The biggest change in this new tier is that 1: It supports availability zones (Which today was GA), It has a much better diagnotics options and lastly it provides something called HA ports which ill come back to a little bit later in this post. To get started to configure a azure load balancer standard you might need to use the CLI or PowerShell, this example belove shows using Azure CLI.

Create Resource Group
az group create –name changename–location changelocation

Create Public IP with Standard SKU
az network public-ip create –resource-group myResourceGroupSLB –name myPublicIP –sku Standard

Create Standard load balancer
az network lb create –resource-group changename –name changename –public-ip-address myPublicIP –frontend-ip-name myFrontEnd –backend-pool-name myBackEndPool –sku Standard

Now looking back at some of the new functionality such as HA ports, this feature helps you with  high availability and scale for network virtual appliances (NVA) inside virtual networks. It can also help when a large number of ports must be load balanced since we can load balance entire ports ranges, setting the port value to  0, and the protocol to All. The internal Load Balancer resource then balances all TCP and UDP flows, regardless of port number. NOTE: that if you want to use HA ports to provide HA for NVA in Azure please make sure that the vendor has verified the appliances to work with HA ports.

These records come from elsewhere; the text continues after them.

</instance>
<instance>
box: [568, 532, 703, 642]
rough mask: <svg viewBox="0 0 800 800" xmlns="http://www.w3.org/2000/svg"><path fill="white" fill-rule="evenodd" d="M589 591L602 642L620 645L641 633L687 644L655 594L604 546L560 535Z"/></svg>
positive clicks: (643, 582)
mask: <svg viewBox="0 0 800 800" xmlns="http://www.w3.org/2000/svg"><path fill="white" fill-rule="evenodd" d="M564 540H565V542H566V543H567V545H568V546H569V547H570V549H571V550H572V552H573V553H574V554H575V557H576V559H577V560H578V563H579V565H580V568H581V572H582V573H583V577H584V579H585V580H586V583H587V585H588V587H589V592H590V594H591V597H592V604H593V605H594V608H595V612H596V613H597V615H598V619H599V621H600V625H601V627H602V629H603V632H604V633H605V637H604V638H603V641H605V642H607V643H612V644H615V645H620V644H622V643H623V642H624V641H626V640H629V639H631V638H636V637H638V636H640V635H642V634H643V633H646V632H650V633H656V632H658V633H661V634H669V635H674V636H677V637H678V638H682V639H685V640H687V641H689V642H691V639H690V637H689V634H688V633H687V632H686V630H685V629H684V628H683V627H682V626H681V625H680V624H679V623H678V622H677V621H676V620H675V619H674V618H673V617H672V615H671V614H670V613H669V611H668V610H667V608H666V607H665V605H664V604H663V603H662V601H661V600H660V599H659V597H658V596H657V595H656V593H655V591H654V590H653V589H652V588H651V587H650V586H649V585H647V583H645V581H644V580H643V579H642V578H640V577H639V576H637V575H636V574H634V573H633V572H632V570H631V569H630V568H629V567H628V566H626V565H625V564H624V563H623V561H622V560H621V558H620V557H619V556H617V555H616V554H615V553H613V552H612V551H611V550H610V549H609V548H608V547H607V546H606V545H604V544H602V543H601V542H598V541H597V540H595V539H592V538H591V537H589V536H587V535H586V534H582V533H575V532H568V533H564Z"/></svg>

One of the most welcome features is that we can now monitor VIP and DIP availability directly from the console, which was a really cumbersome process in basic load balancer tier.

lbazure

You can now also see availability on DIP based upon a single IP address.

lbazure2

So using Azure Load Balancer standard will allow us to easier load balance NVA inside where we for instance have a hub and spoke layout on the virtual network, and also the ability to now monitor the availabilty of DIP to make it easier to troubleshoot the health probes is something that I’ve been missing for some time!